Kassapreise für Raps etwas erholt
Die Kassapreise für Raps lagen am Ende der letzten Woche sogar etwas höher als in der Woche zuvor. Im deutschen Großhandel lagen die Preismeldungen (September) zum Beginn der neuen Woche (29.09) an den Großmärkten in Hamburg und Mannheim zwischen 315 bis 316 Euro (Vw. 309 bis 310 Euro) und am Mittelandkanal bei 310 Euro (Vw. 307 Euro) und damit etwa 3 bis 6 Euro höher als in der Vorwoche. Für die Anlieferung im November wurden an den genannten drei Handelsplätzten Preise zwischen 314 bis 319 Euro geboten und damit 2 mehr als letzte Woche (Vw. 313 bis 317). In Frankreich bewegten sich die Rapspreise im Großhandel (fob Mosel) am Montag (29.09) bei 314 Euro und damit rund 3 Euro niedriger als letzte Woche (317 Euro).
 
Sojapreise kräftig gefallen, Kassapreise unter Druck
Die Sojapreise sind im Verlauf der letzten Woche am US-Terminmarkt regelrecht eingebrochen. Außerdem sind die Preise am Kassamarkt (254,5 Euro)  unter die Terminmarktpreise gefallen. Der Novembertermin kostete am Freitag (29.09.) 263 Euro (910,2 Ct/bu) und damit gut 11 Euro weniger als am Freitag vor einer Woche mit 274 Euro/t (957Ct/bu). Der Januarkontrakt ging am vergangenen Freitag (29.09) mit knapp 266 Euro/t (918 Ct/bu) aus dem Handel und der März mit 268 Euro( 927 Ct/bu) Im Vergleich zu den Preisen von Ende September 2013 (334 Euro) sind die Sojapreise am Terminmarkt derzeit 71 Euro oder 21 % niedriger.
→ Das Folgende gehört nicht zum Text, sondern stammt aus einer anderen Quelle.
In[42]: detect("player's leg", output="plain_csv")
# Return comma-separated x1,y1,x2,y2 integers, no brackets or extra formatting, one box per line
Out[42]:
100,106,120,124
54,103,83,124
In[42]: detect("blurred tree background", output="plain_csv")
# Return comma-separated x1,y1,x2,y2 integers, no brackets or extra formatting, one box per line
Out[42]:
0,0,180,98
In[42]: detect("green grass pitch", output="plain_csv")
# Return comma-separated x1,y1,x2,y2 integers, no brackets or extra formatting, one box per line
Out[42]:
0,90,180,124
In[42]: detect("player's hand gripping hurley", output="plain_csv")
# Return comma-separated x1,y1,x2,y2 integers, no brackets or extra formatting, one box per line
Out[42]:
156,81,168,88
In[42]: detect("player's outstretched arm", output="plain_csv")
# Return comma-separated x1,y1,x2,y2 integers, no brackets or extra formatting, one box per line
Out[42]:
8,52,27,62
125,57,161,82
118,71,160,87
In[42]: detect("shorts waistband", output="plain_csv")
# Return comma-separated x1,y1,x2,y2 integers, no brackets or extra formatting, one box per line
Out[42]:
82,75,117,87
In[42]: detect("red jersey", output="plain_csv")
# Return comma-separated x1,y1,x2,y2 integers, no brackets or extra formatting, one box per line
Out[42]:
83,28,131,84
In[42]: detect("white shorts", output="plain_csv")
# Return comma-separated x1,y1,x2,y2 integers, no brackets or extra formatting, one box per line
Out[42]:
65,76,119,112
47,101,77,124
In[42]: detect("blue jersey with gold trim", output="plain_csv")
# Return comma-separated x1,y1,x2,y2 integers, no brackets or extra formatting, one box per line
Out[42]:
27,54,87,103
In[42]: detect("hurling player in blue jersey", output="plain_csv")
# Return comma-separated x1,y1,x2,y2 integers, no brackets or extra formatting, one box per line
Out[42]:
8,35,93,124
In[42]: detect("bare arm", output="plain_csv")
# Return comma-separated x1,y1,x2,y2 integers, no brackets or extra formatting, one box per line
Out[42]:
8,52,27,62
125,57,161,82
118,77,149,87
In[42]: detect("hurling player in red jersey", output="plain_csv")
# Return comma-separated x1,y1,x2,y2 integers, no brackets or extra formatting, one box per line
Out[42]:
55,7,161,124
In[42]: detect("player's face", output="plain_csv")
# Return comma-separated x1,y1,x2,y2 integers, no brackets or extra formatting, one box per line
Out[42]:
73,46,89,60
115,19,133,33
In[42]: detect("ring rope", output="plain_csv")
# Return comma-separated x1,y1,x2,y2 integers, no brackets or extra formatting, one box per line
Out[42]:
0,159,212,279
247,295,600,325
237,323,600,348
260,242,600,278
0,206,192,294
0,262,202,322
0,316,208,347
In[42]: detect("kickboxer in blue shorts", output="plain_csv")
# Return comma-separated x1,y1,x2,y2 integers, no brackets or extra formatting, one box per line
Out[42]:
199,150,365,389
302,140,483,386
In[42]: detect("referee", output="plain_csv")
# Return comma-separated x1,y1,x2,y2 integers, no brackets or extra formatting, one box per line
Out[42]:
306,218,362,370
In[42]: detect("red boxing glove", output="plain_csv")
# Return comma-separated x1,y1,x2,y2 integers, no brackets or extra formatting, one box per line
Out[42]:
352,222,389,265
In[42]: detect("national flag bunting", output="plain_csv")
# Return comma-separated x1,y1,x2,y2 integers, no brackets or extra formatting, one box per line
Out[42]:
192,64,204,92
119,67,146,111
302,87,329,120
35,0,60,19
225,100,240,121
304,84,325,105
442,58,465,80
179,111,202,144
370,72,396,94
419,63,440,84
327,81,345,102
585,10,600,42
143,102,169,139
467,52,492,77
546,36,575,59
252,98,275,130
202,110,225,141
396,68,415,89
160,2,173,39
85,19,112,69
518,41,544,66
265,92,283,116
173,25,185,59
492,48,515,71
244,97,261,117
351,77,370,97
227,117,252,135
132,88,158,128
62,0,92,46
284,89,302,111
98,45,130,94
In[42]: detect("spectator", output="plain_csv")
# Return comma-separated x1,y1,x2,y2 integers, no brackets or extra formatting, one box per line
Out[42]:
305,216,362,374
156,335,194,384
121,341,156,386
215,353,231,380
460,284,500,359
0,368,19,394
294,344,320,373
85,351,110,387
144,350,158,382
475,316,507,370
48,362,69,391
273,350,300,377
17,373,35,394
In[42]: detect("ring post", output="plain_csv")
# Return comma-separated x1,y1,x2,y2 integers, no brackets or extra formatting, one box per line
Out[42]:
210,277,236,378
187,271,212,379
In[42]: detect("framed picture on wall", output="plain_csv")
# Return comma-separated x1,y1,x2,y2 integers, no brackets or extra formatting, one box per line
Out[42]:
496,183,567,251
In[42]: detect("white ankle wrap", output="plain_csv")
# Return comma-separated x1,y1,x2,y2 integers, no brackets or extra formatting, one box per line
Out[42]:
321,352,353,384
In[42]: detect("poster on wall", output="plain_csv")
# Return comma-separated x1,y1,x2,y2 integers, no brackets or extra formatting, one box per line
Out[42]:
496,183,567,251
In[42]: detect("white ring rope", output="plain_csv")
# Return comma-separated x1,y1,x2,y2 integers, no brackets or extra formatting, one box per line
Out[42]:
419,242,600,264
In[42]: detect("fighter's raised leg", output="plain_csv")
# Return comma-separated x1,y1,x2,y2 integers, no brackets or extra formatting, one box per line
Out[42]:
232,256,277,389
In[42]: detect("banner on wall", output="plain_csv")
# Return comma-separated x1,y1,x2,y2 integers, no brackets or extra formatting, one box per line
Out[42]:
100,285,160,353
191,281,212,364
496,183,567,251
Außerdem befinden sich die Sojapreise auf dem tiefsten Stand seit September 2009. Am heutigen Montag (29.09) starten die US-Sojapreise  zunächst seitwärts in den Handel. An den US-Exporthäfen (fob-Golf) kostete Soja am Freitag (26.09) für die Verladung im Oktober 402 USD/t (317 Euro/t) und für den November 398 USD/t (314 Euro) und damit gut 15 USD weniger als letzte Woche.
 
Kanadische Rapspreise pendeln seitwärts
In Kanada haben die Rapspreise (Canola) wie in Europa deutlich besser behauptet als die Sojabohnen. Umgerechnet 278,8 Euro/t (393,60 CAD) kostete der Novembertermin in Kanada am letzten Freitag (26.09) und damit eben so viel wie vor einer Woche (393,50 CAD). Der Januarkontrakt wurde am Freitag (26.09) mit 283 Euro ( 401 CAD) gehandelt und 1 CAD teurer. Am heutigen Montag (29.09) starten die Canolapreise in Winnipeg für den November und den Januar seitwärts in den Handel. Im Vergleich zu den Preisen im zum Ende September 2013 (500 CAD) sind die Canolapreise derzeit 21 Prozent oder rund 106 CAD niedriger.